Opnieuw nemen we het lijvige boek van Faujas-Saint-Fond (1798-1803) als ‘startpunt’ ter hand, want daarin is al een aantal schildpadbotten afgebeeld (Mulder, 2003) die blokbrekers in de onderaardse gangenstelsels van de Sint-Pietersberg hadden geborgen. Hierbij gaat het met name om de Maastrichtse ‘superbaby’ Allopleuron hofmanni (Gray, 1831), met één ‘f’. Dit was een soort die jeugdige karaktertrekken doortrok tot in het volwassen, volgroeide stadium; een verschijnsel dat neotenie heet. Het is de meest voorkomende soort. Om die reden is er al een heleboel over geschreven in de vakliteratuur, vanaf het eind van de negentiende eeuw (Ubaghs, 1875, 1888, Felder, 1980; Jagt & Janssen, 1993; Mulder, 2003; Renkens, 2008; Nolis et al., 2018a, b). Als veel materiaal beschikbaar is kunnen, en moeten, ook andere aspecten de aandacht krijgen. Te denken aan de tafonomie – wat gebeurt er met een schildpad nadat deze dood op de zeebodem is komen te liggen? Welke platen van de rand en van het pantser zelf, of welke onderdelen van schedel en flippers worden het meest aangetroffen, en kan er verklaard worden waarom dat zo is? Sporen op losse botten, met name van het pantser, zijn eveneens interessant (Janssen et al., 2013). Zijn dit aanwijzingen voor predatie (dus tijdens het leven van de schildpad) of de activiteit van aaseters en algengrazers?

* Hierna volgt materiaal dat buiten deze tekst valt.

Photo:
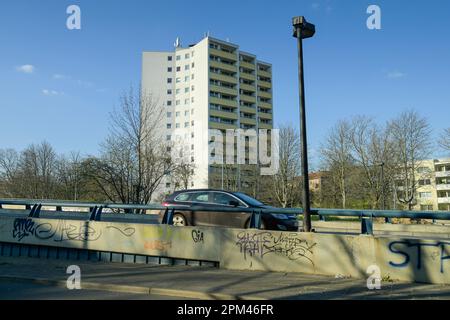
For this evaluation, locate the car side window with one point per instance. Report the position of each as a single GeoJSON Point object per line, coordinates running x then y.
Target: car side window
{"type": "Point", "coordinates": [182, 197]}
{"type": "Point", "coordinates": [200, 197]}
{"type": "Point", "coordinates": [222, 198]}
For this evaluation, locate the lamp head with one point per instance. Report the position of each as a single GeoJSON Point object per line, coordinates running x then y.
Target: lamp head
{"type": "Point", "coordinates": [306, 29]}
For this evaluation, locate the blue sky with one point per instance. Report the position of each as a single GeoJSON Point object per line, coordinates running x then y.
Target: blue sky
{"type": "Point", "coordinates": [78, 75]}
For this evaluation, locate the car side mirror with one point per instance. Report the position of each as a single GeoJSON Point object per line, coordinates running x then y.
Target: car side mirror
{"type": "Point", "coordinates": [233, 203]}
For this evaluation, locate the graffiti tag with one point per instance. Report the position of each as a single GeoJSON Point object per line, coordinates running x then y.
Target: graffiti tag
{"type": "Point", "coordinates": [263, 243]}
{"type": "Point", "coordinates": [400, 248]}
{"type": "Point", "coordinates": [197, 236]}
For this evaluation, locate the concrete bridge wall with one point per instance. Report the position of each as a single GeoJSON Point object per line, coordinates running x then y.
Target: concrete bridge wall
{"type": "Point", "coordinates": [398, 258]}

Naast Allopleuron hofmanni, die met zekerheid van de Lanaye Member (Formatie van Gulpen) tot aan de Nekum Member (Formatie van Maastricht) reikt, komt als goede tweede de soort Glyptochelone suyckerbyki (Ubaghs, 1879) voor. Die is klaarblijkelijk heel zeldzaam, en beperkt tot (het hogere deel van) de Meerssen Member. Het type-exemplaar stamt uit Valkenburg aan de Geul en is later aangekocht door een zekere meneer De Suyck die het aan het Brusselse natuurhistorische museum schonk. Losse platen van het schild zijn heel herkenbaar aan de vreemde versiering, en de (grijs-)zwarte kleur lijkt ook typisch te zijn.

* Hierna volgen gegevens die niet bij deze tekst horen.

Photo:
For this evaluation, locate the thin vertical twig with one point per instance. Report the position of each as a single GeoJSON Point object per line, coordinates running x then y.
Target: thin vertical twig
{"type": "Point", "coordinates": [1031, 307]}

Nog zeldzamer zijn drie andere soorten. De meest illustere daarvan is Platychelone emarginata Dollo, 1909, sterk afgeplat en ogenschijnlijk zonder randplaten ... Die vorm houdt de gemoederen al heel lang bezig; we zijn er nog niet uit! Mogelijk kan een recente vondst uit de Lanaye Member bij Visé een oplossing bieden (Nolis et al., 2018a, b).

De tweede zeldzame soort is gemeld op basis van een losse onderkaak uit de Emael Member van de voormalige ENCI-groeve. Die is door Heere et al. (2023) vergeleken met Ctenochelys, maar ook van dit type is meer materiaal nodig voor een waterdichte duiding op genus- en soortniveau.

Als laatste verwijzen we naar een tiental losse randplaatjes (periferalen) met grote gaten aan de binnenzijde voor de ribben, die zowel uit de Formatie van Gulpen als de Formatie van Maastricht bekend zijn. De mogelijke maaginhoud van mosasauriër ‘Lars’ (Barten et al., 2023) omvat ook een aantal van dit soort randplaatjes, plus fragmenten van het schild(?). Nader onderzoek loopt.